In March, Weahkee told another Senate committee that IHS is completing a year-long Health IT Modernization Research Project—in collaboration with the HHS Office of the Chief Technology Officer—to help inform the agency regarding potential options to either replace or modernize its existing HIT infrastructure.
However, Weahkee’s testimony on Wednesday confirmed that IHS intends to outright replace RPMS with a new EHR. “I believe this transition represents an opportunity to meaningfully impact the care received by our patients,” he said.
Weahkee testified that IHS is looking to leverage the lessons learned from the Department of Defense and VA efforts to establish a single, common Cerner EHR system between those two agencies. For its part, the VA’s EHR modernization is currently estimated to cost $16.1 billion over 10 years.
“It is a significant undertaking that we have ahead of us and I do believe that the B word—the billion word—is well in range,” observed Weahkee. “We are learning from the VA’s acquisition how much we should anticipate.”
While he said IHS is hoping to save as much money as possible for American taxpayers, Weahkee acknowledged that “with the number of systems that we’ll be replacing, this will be a sizeable request.”

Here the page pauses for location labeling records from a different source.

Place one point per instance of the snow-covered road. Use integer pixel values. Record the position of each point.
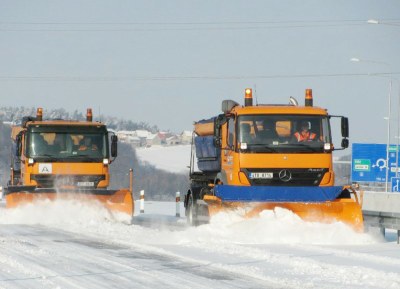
(44, 247)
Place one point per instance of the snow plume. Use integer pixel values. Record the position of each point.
(60, 212)
(280, 226)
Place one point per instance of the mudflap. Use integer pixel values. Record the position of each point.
(315, 204)
(113, 200)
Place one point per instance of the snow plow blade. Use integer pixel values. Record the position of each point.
(113, 200)
(315, 204)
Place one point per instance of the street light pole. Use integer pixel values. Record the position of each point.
(354, 59)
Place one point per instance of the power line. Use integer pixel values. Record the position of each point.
(195, 23)
(181, 78)
(179, 26)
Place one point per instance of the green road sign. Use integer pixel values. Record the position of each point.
(362, 165)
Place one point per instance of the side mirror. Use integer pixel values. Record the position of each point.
(18, 147)
(114, 146)
(345, 143)
(345, 127)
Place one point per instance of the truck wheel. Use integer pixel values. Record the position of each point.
(191, 215)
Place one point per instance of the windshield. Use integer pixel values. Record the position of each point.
(67, 145)
(282, 133)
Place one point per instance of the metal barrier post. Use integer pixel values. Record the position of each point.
(178, 204)
(142, 201)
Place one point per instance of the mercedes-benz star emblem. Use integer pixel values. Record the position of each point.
(285, 175)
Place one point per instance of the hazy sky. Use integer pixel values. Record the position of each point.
(170, 63)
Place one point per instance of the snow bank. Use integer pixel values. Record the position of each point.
(271, 227)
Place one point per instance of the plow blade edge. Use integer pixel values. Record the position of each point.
(113, 200)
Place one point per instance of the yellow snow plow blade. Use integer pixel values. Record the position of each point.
(113, 200)
(346, 210)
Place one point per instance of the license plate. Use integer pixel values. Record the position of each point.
(261, 175)
(85, 184)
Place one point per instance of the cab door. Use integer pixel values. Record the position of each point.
(227, 150)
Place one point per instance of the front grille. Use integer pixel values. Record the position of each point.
(53, 181)
(280, 177)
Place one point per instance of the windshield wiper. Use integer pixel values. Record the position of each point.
(260, 147)
(46, 156)
(305, 146)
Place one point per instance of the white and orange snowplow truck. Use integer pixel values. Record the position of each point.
(253, 157)
(64, 159)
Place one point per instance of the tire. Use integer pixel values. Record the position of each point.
(191, 215)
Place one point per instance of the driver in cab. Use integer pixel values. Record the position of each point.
(304, 134)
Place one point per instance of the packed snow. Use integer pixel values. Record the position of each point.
(67, 244)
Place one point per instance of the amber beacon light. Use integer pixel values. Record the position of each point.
(248, 97)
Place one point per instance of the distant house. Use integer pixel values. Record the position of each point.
(123, 135)
(153, 139)
(173, 140)
(186, 137)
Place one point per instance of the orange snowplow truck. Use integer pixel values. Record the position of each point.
(64, 159)
(259, 157)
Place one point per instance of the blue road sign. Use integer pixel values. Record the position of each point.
(369, 162)
(395, 185)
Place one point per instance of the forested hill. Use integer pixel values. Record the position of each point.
(15, 114)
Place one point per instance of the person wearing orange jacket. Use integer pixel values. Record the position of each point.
(305, 134)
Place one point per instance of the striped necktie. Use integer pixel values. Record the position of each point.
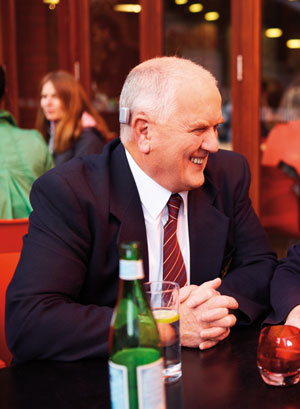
(173, 267)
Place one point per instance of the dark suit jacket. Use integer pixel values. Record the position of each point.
(285, 286)
(60, 300)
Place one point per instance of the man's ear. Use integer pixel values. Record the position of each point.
(140, 126)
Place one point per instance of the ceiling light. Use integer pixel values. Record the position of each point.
(128, 8)
(211, 16)
(273, 32)
(196, 8)
(52, 3)
(293, 43)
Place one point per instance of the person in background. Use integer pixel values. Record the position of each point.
(24, 156)
(60, 301)
(67, 120)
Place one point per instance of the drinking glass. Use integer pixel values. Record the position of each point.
(278, 355)
(164, 301)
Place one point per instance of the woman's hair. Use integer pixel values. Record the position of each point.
(75, 103)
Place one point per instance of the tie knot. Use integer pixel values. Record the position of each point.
(174, 204)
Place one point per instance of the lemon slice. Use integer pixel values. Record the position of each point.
(165, 316)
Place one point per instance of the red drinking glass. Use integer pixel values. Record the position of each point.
(278, 355)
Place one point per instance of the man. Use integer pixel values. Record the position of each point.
(24, 156)
(285, 290)
(60, 301)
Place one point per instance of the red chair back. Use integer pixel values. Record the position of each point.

A big focus of the EHR acquisition will be on interoperability with VA, DoD and other healthcare systems, according to Weahkee.
Rear Adm. Michael Toedt, MD, chief medical officer at IHS, added that the agency has been in communication with VA and DoD about “best-of-breed” governance models.
“We want to make sure that we’ve got the voice of our clinicians so we can decrease provider burden,” testified Toedt. “We also want to make sure that we improve the revenue cycle management.”
In addition, he said American Indians and Alaska natives will benefit from a modern EHR system that will include electronic scheduling and access to personal health records.